Ce matin, la pluie tombait à torrent. Les lourdes gouttes s’éclataient à l’infini sur le bitume gris et reprenaient leur course folle tout le long du boulevard, serpentant entre les pas précipités des passants. Sur le bas-côté, le caniveau ne pouvait plus contenir toute l’eau déversée, un ruisseau agité s’y était formé. La pluie semblait avoir absorbé les couleurs du jour, transformant l’air en voile gris. De la fenêtre du salon, j’observais un homme courir qui s’abritait sous un journal déjà détrempé. Une femme résignée marchait d’un pas indolent, la tête haute. Fichu pour fichu, mouillée pour mouillée, autant essayer d’apprécier le moment tel qu’il se présentait. Puis, au milieu de cette grisaille, un parapluie est arrivé. De là où je me trouvais, surplombant le boulevard, j’apercevais à peine les bottes en caoutchouc rose de son propriétaire. Le parapluie était multicolore, tranchant furieusement avec le décor. Rouge, jaune, vert, bleu. On aurait dit que dans ce film en noir et blanc, un personnage en couleur s’était trompé de décor. Je l’ai suivi des yeux jusqu’à ce qu’il disparaisse à l’angle d’une rue.

A mon tour, j’ai affronté la pluie pour me précipiter dans la bouche de métro. Tout semblait encore plus sale que d’habitude, et la foule plus pressée encore. Les parapluies repliés à la hâte laissaient courir derrière eux un mince filet d’eau que plus personne n’essayait d’éviter. Le mince filet s’étalait en flaque immense sous les pas des voyageurs. Le moindre papier tombé d’une poche se trouvait pris au piège, condamné à une décomposition accélérée. Les mégots, qui en temps ordinaire, roulaient tranquillement sur le côté, se retrouvaient éventrés et vidés de leur tabac brun, l’enveloppe de papier humide ne pouvant plus le contenir. Les sacs en plastique, qui dansaient d’habitude dans les courants d’air, agonisaient maintenant au sol. Certains, malgré leur lourd fardeau, arrivaient encore à se trainer sur quelques mètres. Mais amputés de leur légèreté, ils finissaient piétinés, empêtrés dans l’eau crasseuse.  

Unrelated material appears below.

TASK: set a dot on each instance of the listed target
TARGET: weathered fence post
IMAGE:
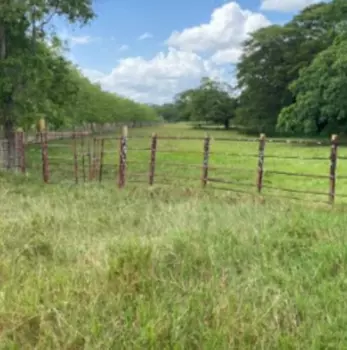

Une fois engouffré dans le wagon bondé, même en étant au sec, l’odeur de mouillé persistait. Elle se dégageait des imperméables humides, des cheveux ruisselants, mêlée aux parfums de chacun et aux arômes de tabac froid. A travers mes bottes, je sentais l’eau atteindre petit à petit l’extrémité de mes chaussettes, ce qui mit définitivement un terme au peu de bonne humeur qu’il me restait encore. Le ton était donné pour toute ma journée, et c’est grise et froide que j’ai repris le métro dans le sens inverse quelques heures plus tard. La pluie tombait encore. Le vent froid du soir sifflait en plus dans les souterrains. Peu de temps avant d’arriver à ma station finale, alors que je fixais d’un regard vague les pieds des passagers, un détail a retenu mon attention. Un parapluie, fermé. Multicolore. Qui se tenait collé à une paire de botte. Rose. Un éclat de couleur dans ma journée morne, un clin d’œil malicieux du hasard des rencontres.